“Fer my part,” said Cynthy Ann, as she walked home with Jonas, “fer my part, I don’t believe none of his nonsense. John Wesley” (Jonas was a New-Light, and Cynthy always talked to him about Wesley) “knowed a heap more about Scripter than all the Hankinses and Millerses that ever was born, and he knowed how to cipher, too, I ’low. Why didn’t he say the world was goin’ to wind up? An’ our persidin’ elder is a heap better instructed than Hankins, and he says God don’t tell nobody when the world’s goin’ to wind up.”
“Goin’ to run down, you mean, Cynthy Ann. ‘Kordin’ to Hankins it’s a old clock gin out in the springs, I ’low. How does Hankins know that ‘Zek’el’s livin’ creeters means one thing more’n another? He talks about them wheels as nateral as ef he was a wagon-maker fixin’ a ole buggy. He says the thing’s a gone tater; no more craps of corn offen the bottom land, no more electin’ presidents of this free and glorious Columby, no more Fourths, no more shootin’ crackers nor spangled banners, no more nothin’. He ciphers and ciphers, and then spits on his slate and wipes us all out. Whenever Gabr’el blows I’ll b’lieve it, but I won’t take none o’ Hankins’s tootin’ in place of it. I shan’t git skeered at no tin-horns, and as for papaw whistles, why, I say Jericho wouldn’t a-tumbled for no sech music, and they won’t fetch down no stars that air way.”

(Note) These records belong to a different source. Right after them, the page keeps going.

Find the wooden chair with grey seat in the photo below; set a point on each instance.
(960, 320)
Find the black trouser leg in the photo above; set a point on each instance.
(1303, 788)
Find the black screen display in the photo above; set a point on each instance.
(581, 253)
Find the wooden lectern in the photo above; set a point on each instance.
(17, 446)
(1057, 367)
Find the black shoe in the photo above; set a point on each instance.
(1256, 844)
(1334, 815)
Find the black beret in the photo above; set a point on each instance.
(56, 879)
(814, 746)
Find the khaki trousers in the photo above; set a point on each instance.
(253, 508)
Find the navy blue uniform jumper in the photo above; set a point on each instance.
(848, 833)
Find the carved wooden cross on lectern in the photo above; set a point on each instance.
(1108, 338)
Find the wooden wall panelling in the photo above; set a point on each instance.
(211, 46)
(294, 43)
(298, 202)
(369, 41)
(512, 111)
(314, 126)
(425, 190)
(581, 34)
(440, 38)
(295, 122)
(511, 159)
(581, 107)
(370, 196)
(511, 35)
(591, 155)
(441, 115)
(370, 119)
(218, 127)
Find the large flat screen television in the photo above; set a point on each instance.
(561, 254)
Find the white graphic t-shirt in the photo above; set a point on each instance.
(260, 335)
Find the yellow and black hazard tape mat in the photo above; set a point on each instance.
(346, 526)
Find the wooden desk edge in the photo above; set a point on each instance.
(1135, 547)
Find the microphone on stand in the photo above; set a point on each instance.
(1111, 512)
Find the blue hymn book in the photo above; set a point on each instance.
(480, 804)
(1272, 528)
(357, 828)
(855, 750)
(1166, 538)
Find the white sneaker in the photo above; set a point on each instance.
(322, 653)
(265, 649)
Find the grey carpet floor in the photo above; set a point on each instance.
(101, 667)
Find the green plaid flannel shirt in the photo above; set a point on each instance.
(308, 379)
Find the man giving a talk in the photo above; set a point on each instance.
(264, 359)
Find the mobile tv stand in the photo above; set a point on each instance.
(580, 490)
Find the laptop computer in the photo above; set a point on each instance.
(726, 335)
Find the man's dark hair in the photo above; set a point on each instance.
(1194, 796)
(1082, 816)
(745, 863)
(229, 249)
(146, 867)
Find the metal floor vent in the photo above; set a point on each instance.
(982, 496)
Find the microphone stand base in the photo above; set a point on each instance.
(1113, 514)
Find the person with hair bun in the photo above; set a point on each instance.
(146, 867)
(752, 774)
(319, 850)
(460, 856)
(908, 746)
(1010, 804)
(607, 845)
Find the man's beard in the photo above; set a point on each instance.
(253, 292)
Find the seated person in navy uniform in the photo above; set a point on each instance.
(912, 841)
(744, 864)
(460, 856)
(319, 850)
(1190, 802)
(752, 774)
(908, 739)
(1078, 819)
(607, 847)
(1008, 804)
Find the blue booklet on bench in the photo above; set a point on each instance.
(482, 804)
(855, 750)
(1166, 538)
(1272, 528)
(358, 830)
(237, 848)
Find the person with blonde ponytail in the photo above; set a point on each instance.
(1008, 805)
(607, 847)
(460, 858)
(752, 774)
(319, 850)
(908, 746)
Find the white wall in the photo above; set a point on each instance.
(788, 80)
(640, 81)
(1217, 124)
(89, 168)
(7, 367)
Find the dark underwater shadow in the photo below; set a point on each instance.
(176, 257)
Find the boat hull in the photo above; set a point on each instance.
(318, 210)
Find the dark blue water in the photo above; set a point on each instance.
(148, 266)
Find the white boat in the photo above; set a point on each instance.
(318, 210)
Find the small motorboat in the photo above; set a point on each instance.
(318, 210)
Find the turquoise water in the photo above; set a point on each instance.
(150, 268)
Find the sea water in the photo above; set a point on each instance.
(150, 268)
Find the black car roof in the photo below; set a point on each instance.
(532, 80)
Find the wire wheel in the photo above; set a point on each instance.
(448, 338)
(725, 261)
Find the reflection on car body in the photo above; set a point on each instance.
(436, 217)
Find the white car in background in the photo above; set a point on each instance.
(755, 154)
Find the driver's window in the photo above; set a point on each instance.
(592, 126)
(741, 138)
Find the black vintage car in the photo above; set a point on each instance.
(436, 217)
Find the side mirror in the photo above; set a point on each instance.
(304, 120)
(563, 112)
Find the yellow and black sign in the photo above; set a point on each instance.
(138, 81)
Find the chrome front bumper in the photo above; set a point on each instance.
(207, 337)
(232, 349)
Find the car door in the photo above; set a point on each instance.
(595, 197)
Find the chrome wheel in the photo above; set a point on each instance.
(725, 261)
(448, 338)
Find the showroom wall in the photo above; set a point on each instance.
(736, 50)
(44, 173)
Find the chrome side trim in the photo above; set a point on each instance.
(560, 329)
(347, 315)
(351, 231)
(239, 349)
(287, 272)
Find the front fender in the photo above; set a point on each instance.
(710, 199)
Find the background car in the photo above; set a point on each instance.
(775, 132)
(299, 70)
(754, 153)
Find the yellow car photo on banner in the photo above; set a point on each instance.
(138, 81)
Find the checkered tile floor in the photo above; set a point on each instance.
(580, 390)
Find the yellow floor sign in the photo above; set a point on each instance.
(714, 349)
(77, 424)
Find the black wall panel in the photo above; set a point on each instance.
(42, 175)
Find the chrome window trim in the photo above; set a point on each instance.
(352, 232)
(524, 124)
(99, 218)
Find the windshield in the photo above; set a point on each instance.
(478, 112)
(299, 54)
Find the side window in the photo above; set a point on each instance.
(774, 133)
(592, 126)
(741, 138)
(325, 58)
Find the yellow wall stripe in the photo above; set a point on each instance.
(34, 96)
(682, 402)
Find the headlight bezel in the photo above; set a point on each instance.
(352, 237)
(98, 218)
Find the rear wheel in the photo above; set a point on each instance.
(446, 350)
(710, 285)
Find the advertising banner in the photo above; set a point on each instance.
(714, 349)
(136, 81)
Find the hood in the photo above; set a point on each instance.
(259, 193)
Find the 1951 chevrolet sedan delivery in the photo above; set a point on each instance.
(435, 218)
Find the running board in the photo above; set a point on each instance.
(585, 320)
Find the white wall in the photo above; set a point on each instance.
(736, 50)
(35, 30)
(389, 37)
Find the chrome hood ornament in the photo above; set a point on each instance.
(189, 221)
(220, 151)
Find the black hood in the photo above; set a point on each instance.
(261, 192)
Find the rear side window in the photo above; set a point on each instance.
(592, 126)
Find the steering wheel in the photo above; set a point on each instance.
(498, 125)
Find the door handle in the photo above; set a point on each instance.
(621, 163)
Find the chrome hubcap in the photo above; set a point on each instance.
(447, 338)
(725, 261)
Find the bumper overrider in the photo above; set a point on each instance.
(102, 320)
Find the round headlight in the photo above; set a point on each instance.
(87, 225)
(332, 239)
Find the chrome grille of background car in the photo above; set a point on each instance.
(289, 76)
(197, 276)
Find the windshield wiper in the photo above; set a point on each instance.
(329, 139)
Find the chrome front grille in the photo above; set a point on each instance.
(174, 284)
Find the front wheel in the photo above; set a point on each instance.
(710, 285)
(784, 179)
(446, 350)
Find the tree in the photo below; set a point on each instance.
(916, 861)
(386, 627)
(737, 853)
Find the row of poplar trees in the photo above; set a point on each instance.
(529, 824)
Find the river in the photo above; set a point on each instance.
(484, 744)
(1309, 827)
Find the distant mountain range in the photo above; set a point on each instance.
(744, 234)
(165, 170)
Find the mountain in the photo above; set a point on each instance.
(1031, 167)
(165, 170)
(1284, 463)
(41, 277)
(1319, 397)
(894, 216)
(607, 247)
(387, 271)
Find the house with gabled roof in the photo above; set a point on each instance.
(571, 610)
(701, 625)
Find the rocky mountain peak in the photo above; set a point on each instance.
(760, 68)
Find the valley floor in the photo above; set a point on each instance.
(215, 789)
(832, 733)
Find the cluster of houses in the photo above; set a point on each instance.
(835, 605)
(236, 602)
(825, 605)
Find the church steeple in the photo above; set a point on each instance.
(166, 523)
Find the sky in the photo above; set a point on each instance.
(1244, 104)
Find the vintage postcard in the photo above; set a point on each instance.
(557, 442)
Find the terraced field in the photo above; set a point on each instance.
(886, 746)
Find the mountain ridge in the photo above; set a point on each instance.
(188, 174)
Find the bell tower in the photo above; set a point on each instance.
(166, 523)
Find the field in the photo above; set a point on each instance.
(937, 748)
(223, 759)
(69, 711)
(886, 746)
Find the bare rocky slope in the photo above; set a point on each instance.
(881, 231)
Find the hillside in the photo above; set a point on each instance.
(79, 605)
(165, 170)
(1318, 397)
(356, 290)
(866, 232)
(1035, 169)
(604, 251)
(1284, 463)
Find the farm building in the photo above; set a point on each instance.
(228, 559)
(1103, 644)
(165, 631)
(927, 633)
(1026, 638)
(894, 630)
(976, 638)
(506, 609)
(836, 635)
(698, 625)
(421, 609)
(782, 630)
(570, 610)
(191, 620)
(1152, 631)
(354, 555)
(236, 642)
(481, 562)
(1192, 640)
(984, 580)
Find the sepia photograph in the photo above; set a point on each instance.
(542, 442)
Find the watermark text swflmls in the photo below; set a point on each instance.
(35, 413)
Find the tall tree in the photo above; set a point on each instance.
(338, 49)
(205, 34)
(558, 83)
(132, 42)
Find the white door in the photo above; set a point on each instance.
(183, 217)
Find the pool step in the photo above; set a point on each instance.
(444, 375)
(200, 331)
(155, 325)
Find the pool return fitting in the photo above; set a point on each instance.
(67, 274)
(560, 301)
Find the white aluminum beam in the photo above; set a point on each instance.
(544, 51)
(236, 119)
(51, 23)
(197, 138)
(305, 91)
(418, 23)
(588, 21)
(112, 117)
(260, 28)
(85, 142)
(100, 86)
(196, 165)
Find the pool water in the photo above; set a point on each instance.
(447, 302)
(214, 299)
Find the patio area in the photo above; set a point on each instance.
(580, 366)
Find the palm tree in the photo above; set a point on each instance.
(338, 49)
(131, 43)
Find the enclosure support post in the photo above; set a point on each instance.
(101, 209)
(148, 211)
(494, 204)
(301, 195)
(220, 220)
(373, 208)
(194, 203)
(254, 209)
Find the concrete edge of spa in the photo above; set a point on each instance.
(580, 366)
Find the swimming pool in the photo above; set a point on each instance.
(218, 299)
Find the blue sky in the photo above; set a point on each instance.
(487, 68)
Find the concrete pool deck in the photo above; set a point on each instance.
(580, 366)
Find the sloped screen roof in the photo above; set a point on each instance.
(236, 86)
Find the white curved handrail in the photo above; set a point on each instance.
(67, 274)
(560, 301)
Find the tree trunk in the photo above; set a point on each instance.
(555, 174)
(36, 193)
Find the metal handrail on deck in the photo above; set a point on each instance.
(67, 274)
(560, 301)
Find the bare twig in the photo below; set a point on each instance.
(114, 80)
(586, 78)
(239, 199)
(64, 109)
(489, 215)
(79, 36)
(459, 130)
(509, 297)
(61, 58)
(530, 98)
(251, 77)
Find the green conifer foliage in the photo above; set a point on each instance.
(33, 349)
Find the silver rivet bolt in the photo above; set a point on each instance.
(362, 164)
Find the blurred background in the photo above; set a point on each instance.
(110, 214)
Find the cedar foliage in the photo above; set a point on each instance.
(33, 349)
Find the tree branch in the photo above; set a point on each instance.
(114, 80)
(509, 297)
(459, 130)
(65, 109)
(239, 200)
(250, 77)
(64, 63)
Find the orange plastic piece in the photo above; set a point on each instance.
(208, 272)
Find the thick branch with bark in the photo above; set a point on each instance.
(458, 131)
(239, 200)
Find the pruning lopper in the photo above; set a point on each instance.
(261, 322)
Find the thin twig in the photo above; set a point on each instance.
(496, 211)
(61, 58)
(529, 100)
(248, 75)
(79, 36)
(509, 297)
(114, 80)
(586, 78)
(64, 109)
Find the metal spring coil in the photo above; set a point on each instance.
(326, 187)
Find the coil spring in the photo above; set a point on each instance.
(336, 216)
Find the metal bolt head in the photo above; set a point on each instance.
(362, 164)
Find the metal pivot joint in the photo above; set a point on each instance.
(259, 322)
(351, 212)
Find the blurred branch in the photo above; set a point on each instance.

Here old Gottlieb Wehle, who had just joined the Millerites, came up. “Yonas, you mags shport of de Piple. Ef dem vaces in der veels, and dem awvool veels in der veels, and dem figures vot always says aideen huntert vordy dree, ef dem tond mean sompin awvool, vot does dey mean? mean? Hey?”
“My venerated friend and feller-citizen of forren birth,” said Jonas, “you hit the nail on the crown of the head squar, with the biggest sort ov a sledge-hammer. You gripped a-holt of the truth that air time like the American bird a-grippin’ the arries on the shield. What do they mean? That’s jest the question, and you Millerites allers argies like the man who warranted his dog to be a good coon-dog, bekase he warn’t good fer nothin’ else under the amber blue. Now, my time-honored friend and beloved German voter, jest let me tell you that on the coon-dog principle you could a-wound up the trade and traffic of this airth any time. Fer ef they don’t mean 1843, what do they mean? Why, 1842 or 1844, of course. You don’t come no coon-dog argyments over me, not while I remain sound in wind and limb.”